Or maybe he doesn’t want me to be cold?
Nope.
I push the thought away because I do not need any more reasons to fall for Ford Conners.
The way I’m head over heels for the man is probably too much. The sparks I felt when we touched at the movies just proves it.
Or maybe we had a static charge and I’m looking way too far into it. Damn science.
Either way, when Ford asked me out on another friend date because he wanted to show me Sagebrush, I jumped at the chance. I’ve never been on his land, but I’ve closed my eyes and imagined it from the glimpses I’ve gotten.
I’m tempted to put my hand out of the window and ride the wind. But it would undo this whole heater thing he has going.
“You’re not going to slink down in the seat as we pass Watts, are you?” Ford’s voice is teasing and I shoot him a look that’s probably not nearly as withering as I want it to be.

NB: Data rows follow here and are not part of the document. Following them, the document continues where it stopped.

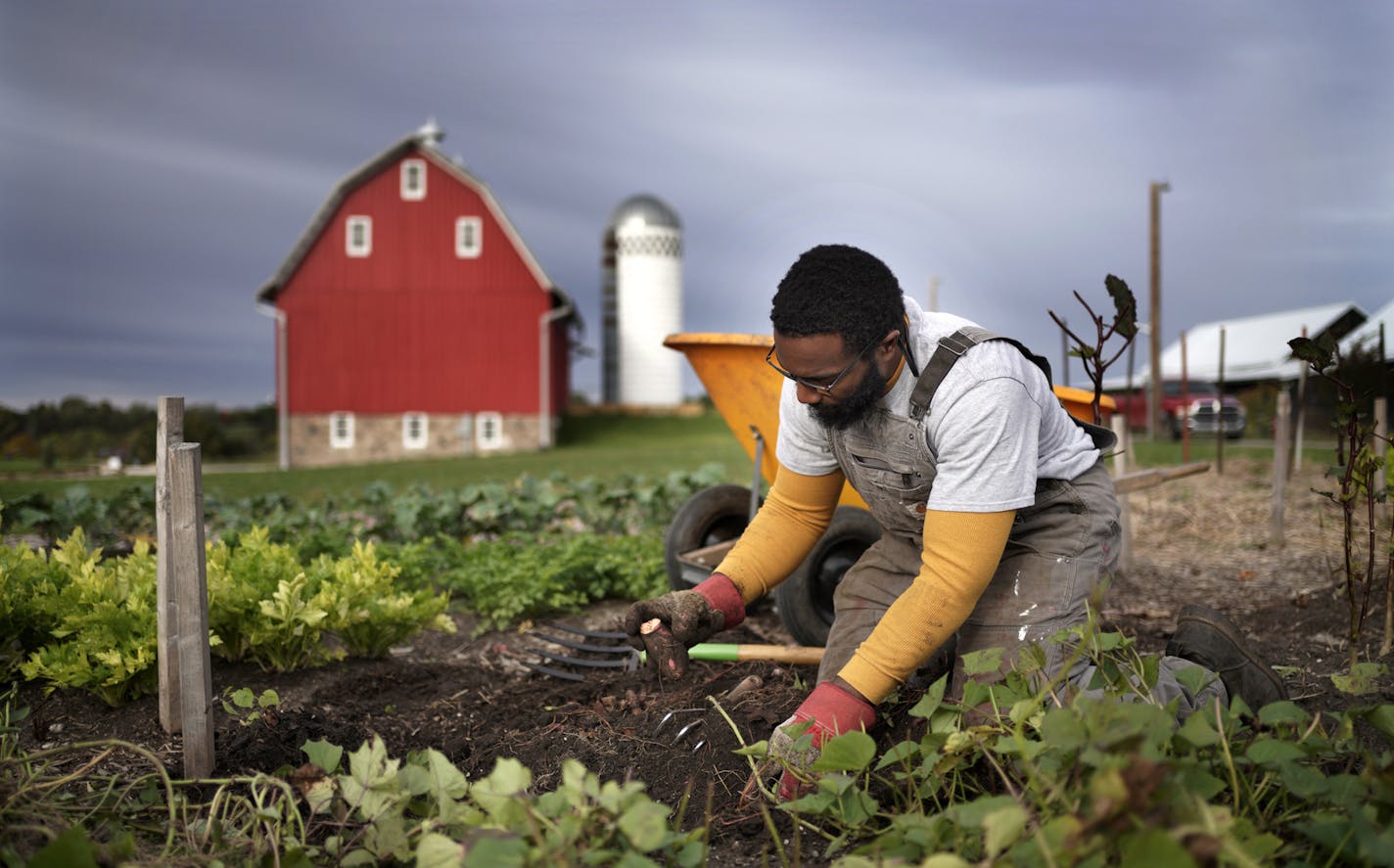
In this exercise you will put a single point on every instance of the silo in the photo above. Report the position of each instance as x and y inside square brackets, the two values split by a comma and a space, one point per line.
[641, 299]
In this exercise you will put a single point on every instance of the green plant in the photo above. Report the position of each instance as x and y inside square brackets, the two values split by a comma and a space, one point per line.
[1357, 471]
[365, 609]
[250, 708]
[519, 577]
[426, 809]
[1092, 355]
[1022, 773]
[104, 620]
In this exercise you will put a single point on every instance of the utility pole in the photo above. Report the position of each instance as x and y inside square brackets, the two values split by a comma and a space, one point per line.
[1154, 319]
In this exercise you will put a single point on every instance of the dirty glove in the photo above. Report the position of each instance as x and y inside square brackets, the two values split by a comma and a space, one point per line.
[668, 625]
[831, 710]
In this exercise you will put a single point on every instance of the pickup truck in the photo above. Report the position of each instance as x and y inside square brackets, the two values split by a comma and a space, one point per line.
[1203, 410]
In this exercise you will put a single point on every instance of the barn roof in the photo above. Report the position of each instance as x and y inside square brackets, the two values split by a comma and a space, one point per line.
[426, 141]
[1255, 347]
[1370, 333]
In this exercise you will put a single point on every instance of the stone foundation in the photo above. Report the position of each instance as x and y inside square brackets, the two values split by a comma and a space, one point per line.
[380, 437]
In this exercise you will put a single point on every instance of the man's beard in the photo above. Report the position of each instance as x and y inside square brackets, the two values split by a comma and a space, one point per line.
[855, 407]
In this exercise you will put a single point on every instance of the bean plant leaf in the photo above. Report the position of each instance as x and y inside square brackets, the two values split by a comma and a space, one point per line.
[1154, 848]
[1125, 305]
[371, 783]
[1362, 679]
[436, 850]
[644, 824]
[1272, 752]
[324, 754]
[983, 662]
[1197, 732]
[847, 753]
[1314, 351]
[1002, 828]
[1381, 717]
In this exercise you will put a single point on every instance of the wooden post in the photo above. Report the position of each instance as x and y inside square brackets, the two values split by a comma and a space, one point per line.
[167, 434]
[1279, 467]
[1220, 427]
[1120, 425]
[1381, 430]
[190, 582]
[1185, 404]
[1298, 420]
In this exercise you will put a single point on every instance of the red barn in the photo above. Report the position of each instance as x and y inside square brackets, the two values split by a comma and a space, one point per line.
[413, 321]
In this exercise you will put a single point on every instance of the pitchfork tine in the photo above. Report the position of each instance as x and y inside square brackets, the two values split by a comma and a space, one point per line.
[576, 645]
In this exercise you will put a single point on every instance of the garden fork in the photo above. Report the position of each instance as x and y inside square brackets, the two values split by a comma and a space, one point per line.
[610, 650]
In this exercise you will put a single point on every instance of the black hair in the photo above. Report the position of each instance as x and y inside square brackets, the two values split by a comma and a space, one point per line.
[837, 289]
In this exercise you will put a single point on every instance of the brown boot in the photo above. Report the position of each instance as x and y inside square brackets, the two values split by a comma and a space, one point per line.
[1210, 640]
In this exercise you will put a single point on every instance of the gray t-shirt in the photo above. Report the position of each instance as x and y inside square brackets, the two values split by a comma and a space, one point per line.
[995, 425]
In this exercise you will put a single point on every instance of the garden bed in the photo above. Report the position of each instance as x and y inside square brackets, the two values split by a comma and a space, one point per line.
[1199, 539]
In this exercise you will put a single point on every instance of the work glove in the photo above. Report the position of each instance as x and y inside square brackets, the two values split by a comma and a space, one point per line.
[668, 625]
[829, 710]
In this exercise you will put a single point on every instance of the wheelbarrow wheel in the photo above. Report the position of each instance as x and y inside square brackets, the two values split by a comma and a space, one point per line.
[711, 516]
[805, 598]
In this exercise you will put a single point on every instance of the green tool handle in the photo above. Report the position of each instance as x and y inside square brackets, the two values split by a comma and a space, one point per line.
[781, 654]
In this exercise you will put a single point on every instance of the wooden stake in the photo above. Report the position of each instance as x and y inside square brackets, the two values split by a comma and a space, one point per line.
[1279, 467]
[1220, 427]
[1120, 424]
[169, 434]
[190, 587]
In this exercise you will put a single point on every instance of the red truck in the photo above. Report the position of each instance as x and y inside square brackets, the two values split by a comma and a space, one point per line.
[1202, 411]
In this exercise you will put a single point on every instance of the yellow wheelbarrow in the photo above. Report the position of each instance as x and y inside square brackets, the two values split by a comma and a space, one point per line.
[746, 393]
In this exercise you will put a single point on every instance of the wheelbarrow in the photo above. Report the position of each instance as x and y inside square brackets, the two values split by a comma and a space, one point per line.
[745, 390]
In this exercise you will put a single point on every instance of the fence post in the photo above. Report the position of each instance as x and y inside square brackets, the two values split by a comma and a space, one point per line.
[1120, 425]
[169, 434]
[1381, 428]
[190, 582]
[1279, 467]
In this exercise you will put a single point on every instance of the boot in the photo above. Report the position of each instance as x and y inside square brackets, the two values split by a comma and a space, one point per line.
[1210, 640]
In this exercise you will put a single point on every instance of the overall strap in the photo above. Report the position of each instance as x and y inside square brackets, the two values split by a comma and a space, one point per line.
[947, 352]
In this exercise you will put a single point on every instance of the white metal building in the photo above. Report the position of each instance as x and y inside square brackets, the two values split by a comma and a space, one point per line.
[641, 302]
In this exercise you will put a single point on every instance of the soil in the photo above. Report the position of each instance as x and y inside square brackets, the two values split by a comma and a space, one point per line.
[1203, 538]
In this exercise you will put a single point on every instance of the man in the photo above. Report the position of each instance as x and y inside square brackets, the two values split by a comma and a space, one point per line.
[999, 519]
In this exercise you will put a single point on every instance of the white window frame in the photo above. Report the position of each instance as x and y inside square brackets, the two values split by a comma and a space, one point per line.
[421, 437]
[408, 191]
[469, 237]
[358, 251]
[488, 431]
[341, 430]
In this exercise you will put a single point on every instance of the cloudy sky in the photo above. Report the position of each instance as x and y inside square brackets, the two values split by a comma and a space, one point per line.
[158, 160]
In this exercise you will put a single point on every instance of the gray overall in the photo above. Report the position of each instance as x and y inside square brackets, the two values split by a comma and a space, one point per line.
[1061, 551]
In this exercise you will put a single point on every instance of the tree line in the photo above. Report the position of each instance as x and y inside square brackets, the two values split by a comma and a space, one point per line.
[77, 430]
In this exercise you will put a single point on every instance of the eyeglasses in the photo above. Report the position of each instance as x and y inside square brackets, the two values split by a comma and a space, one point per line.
[824, 390]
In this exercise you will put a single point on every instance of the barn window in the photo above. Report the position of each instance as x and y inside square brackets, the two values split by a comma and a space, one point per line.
[341, 431]
[488, 431]
[469, 237]
[358, 236]
[414, 431]
[413, 180]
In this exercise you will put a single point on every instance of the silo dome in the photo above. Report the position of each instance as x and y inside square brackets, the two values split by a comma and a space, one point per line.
[641, 298]
[644, 210]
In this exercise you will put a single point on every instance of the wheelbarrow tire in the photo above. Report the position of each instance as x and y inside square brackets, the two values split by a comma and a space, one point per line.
[805, 599]
[714, 515]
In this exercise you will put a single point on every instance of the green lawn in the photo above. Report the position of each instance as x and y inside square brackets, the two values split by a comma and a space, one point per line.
[600, 446]
[597, 446]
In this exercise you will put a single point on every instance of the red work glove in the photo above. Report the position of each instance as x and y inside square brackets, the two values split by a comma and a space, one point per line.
[832, 710]
[683, 618]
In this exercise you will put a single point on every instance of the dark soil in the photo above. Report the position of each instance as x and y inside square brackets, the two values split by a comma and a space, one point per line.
[1199, 539]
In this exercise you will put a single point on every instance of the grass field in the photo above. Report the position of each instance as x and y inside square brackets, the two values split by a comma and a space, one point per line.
[598, 446]
[595, 446]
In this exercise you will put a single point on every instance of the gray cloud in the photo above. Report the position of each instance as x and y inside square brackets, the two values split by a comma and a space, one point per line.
[162, 158]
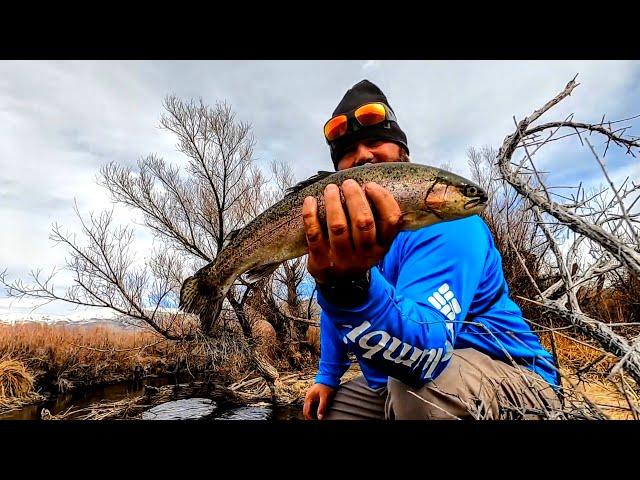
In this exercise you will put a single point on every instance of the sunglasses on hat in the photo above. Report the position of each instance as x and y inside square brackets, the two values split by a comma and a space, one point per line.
[365, 116]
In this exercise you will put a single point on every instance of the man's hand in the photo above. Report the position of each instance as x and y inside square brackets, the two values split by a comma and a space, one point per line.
[319, 396]
[349, 253]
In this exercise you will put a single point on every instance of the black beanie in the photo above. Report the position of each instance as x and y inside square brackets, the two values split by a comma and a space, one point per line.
[361, 93]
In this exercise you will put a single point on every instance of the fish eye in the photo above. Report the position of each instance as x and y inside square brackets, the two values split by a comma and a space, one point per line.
[471, 191]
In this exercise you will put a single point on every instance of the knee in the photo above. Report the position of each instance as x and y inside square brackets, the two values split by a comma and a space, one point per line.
[426, 403]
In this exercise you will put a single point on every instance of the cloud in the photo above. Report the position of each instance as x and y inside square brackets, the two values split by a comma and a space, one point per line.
[62, 120]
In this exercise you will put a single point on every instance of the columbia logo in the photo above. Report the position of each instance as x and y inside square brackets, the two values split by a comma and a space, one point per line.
[444, 300]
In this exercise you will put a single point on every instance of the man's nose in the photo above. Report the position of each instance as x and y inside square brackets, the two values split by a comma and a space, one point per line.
[363, 155]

“No,” I shoot back at him and shake my head like he’s being unreasonable. “I only considered it for a moment,” I admit.
I sit up straighter as we pass the turn for where Eliza and Kendrick live and Ford barks out a laugh. The sound fills the cab of his truck and part of me, a small part of the past whispering not to trust, melts.
We’re pulling into Sagebrush before I can think too deeply on what it all means. What this all could mean.
This isn’t feeling as friendly as I’m comfortable with. It feels intimate and it scares the daylights out of me.
My jaw drops when we finally come to a stop in front of a huge house. I thought the Watts house was big in comparison to the one I live in with Mom. This? Wow.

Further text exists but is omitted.